One is that it’s about survey administration: In an online survey, you see a long list of candidates, read them over, and then you choose one. In our phone survey, you either immediately volunteered your preference after hearing the question, or you heard a list of more than a dozen candidates and chose an answer at the end. If you’re an undecided voter, the online setting might help you find and choose someone you’re not especially familiar with. You may be overwhelmed on the phone, and even if you liked Mr. Ramaswamy when he was mentioned 20 seconds earlier, you could forget by the time the interviewer is done asking the question.
A second possibility is that it’s about the kind of voters who participate in the big online panels that power so many polls today. Maybe they’re, shall we say, a little too online — and perhaps unusually likely to be aware of Mr. Ramaswamy’s campaign. My guess is that this is probably a factor: Online polls recruited by mail and by YouGov, the gold standard of this kind of polling, don’t show Mr. Ramaswamy doing so well, even though they were also conducted online.
This Times/Siena national poll used an elaborate model of the likely Republican primary electorate, but it’s hard to say it made any difference in the result. Mr. Trump would have held a commanding lead with at least 50 percent of the vote no matter how we defined G.O.P. primary voters.

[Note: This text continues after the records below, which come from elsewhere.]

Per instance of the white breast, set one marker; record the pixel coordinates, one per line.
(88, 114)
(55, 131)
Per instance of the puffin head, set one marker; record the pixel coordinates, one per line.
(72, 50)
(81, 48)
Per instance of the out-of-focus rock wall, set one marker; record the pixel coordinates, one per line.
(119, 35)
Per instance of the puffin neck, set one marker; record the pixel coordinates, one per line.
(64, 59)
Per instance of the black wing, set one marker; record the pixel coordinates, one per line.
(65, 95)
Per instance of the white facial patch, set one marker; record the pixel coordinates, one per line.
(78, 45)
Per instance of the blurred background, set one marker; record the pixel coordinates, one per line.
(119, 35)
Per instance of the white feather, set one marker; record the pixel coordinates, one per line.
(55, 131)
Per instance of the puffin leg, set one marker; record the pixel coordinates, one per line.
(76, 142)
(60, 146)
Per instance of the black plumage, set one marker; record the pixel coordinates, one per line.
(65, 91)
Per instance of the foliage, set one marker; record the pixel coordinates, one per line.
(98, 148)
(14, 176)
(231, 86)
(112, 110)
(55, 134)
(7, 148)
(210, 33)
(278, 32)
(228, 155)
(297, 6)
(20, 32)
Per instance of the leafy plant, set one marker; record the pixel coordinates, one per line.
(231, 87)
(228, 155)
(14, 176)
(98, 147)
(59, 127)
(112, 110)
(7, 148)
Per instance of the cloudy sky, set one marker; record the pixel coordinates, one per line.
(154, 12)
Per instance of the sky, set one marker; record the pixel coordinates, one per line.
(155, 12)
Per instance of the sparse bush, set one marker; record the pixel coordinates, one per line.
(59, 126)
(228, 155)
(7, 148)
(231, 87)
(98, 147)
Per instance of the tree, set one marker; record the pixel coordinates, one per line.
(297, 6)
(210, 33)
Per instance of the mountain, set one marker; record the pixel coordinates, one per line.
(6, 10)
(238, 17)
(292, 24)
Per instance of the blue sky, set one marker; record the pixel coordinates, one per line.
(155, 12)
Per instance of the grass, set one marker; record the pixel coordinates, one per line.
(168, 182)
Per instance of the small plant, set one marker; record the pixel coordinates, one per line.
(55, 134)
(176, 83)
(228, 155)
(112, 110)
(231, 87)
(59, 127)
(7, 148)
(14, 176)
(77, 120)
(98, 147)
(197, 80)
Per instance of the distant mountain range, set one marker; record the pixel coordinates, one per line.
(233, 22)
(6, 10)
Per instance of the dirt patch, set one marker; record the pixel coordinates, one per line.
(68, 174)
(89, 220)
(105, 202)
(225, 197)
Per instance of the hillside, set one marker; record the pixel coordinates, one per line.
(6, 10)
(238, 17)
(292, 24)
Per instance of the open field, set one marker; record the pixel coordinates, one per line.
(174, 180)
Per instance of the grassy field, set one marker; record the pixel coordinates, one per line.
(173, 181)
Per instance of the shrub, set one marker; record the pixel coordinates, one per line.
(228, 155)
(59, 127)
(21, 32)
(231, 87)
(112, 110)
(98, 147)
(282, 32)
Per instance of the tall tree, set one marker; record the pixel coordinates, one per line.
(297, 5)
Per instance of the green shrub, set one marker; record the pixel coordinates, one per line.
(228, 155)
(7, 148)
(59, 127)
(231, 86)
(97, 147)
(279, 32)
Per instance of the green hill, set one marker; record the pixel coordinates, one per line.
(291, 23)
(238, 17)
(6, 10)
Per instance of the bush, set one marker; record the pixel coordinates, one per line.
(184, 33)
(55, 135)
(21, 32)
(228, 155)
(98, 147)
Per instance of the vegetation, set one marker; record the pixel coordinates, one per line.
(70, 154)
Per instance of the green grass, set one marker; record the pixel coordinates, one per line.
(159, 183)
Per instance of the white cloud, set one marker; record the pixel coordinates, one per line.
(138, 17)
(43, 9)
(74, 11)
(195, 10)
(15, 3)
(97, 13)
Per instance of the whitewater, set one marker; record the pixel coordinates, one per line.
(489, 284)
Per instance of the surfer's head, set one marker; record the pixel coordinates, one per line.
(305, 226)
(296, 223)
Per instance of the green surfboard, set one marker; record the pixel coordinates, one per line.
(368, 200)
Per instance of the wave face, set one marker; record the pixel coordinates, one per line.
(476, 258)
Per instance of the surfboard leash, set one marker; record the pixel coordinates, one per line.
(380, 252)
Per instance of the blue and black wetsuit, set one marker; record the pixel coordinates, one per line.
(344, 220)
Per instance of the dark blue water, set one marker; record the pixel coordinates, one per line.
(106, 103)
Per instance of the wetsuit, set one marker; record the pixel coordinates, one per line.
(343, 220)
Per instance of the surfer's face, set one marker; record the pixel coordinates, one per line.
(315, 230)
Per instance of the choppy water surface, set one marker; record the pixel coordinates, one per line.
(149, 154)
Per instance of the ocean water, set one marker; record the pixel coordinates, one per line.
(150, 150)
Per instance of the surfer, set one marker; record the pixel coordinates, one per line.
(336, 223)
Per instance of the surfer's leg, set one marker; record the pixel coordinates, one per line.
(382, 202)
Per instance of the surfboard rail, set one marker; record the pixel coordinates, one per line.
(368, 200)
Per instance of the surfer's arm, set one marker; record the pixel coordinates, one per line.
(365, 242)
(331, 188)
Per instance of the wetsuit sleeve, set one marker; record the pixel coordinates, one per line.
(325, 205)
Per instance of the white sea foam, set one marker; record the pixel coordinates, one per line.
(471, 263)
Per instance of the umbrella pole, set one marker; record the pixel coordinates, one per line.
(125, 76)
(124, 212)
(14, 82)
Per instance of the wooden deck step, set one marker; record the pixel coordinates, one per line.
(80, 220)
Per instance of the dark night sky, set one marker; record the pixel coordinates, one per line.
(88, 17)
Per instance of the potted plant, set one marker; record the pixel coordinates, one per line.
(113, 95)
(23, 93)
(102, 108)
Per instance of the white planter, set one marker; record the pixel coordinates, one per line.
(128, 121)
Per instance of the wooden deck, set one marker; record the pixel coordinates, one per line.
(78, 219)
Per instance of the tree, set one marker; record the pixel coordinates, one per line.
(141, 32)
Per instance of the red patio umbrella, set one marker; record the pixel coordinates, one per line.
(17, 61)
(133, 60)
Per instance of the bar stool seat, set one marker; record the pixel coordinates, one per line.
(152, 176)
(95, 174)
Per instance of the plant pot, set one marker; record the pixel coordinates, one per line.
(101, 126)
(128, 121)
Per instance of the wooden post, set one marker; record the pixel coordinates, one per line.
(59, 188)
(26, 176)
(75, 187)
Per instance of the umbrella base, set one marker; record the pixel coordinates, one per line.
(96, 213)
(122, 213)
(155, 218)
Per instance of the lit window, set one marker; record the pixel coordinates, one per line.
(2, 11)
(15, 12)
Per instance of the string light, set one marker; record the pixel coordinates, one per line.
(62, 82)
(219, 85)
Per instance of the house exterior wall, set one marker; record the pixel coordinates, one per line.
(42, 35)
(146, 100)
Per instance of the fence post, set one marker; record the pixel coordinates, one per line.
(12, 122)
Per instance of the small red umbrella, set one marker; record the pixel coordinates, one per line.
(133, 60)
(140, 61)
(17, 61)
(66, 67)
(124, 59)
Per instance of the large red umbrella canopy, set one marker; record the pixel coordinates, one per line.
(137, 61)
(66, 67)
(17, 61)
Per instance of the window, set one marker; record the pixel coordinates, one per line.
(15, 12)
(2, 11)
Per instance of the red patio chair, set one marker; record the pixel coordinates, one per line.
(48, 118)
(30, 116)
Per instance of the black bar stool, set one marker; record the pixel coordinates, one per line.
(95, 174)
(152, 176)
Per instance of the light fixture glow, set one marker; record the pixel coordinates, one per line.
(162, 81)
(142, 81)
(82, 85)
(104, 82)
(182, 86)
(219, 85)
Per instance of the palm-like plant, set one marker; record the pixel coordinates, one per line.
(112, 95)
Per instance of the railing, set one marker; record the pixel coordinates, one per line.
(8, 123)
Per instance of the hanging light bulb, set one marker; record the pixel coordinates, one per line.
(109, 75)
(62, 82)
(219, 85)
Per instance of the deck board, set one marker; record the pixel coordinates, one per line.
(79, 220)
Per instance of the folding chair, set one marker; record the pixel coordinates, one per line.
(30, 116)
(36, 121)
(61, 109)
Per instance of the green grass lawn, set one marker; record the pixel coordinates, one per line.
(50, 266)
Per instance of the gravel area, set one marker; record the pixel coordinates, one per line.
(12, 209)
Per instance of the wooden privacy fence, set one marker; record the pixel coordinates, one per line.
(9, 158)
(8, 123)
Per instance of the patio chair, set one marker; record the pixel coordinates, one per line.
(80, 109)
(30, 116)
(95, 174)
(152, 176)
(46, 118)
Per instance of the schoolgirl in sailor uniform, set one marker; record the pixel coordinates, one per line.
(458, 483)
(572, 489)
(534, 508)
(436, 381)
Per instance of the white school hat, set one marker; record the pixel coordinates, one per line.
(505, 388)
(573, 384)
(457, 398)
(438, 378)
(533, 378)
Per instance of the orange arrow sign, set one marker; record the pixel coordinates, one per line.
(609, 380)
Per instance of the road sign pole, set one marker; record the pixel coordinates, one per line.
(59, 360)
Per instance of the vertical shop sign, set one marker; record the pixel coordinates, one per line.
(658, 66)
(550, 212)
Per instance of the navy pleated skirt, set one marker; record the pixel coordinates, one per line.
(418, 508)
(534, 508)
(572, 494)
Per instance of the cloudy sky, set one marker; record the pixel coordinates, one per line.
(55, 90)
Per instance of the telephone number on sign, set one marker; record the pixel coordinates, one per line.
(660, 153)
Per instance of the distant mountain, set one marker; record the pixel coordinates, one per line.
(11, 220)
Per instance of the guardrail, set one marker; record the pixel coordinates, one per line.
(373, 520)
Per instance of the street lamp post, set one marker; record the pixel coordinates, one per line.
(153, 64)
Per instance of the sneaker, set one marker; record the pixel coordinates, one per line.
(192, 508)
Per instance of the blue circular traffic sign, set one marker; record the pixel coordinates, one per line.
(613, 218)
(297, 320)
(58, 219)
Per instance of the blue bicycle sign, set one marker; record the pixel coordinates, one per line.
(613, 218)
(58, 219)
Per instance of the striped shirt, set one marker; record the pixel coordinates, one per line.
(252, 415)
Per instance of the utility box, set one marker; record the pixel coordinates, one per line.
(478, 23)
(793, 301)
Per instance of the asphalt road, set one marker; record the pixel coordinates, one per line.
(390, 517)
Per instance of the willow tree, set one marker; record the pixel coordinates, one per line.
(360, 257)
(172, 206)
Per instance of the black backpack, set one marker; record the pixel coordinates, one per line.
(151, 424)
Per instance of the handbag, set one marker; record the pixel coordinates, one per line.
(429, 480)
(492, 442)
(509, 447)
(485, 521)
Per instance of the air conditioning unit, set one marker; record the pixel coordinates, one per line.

The Democratic primary, however, is a case where more sophisticated modeling of the primary electorate might make a huge difference. While President Biden leads Robert F. Kennedy Jr. by a wide margin, 64 percent to 13 percent, among Democratic leaners, he enjoys a far wider lead — 74 percent to 8 percent — among those Democratic leaners who have ever actually voted in a primary, including 92 percent to 4 percent among those who voted in a Democratic primary in 2022.
My guess: if we had done an elaborate Democratic primary poll — and we did not, in the absence of a competitive race — Mr. Biden’s lead would have grown.
As I mentioned a few days ago, we’ve started to mull whether and how we can use respondents who begin to take our polls but don’t complete the interview. In our longer national surveys, about 15 percent of our respondents fall into this category, and they’re the kind of less educated and less reliable voters whom we want included in our polls.
Interestingly enough, including these voters might have made a slight difference in our national poll this week. Rather than being tied, Mr. Trump would have led Mr. Biden by one point, 43 percent to 42 percent, if the survey had included respondents who decided to stop taking the survey before it was completed.
It’s not clear whether this is just a random blip or indicative of a systematic tendency for these drop-off voters to back Republican candidates. Until now, we haven’t had the data necessary to fully evaluate this issue. In particular, we haven’t had the self-reported educational attainment of these respondents. But it’s something we’ve begun to track and may ultimately incorporate into our design.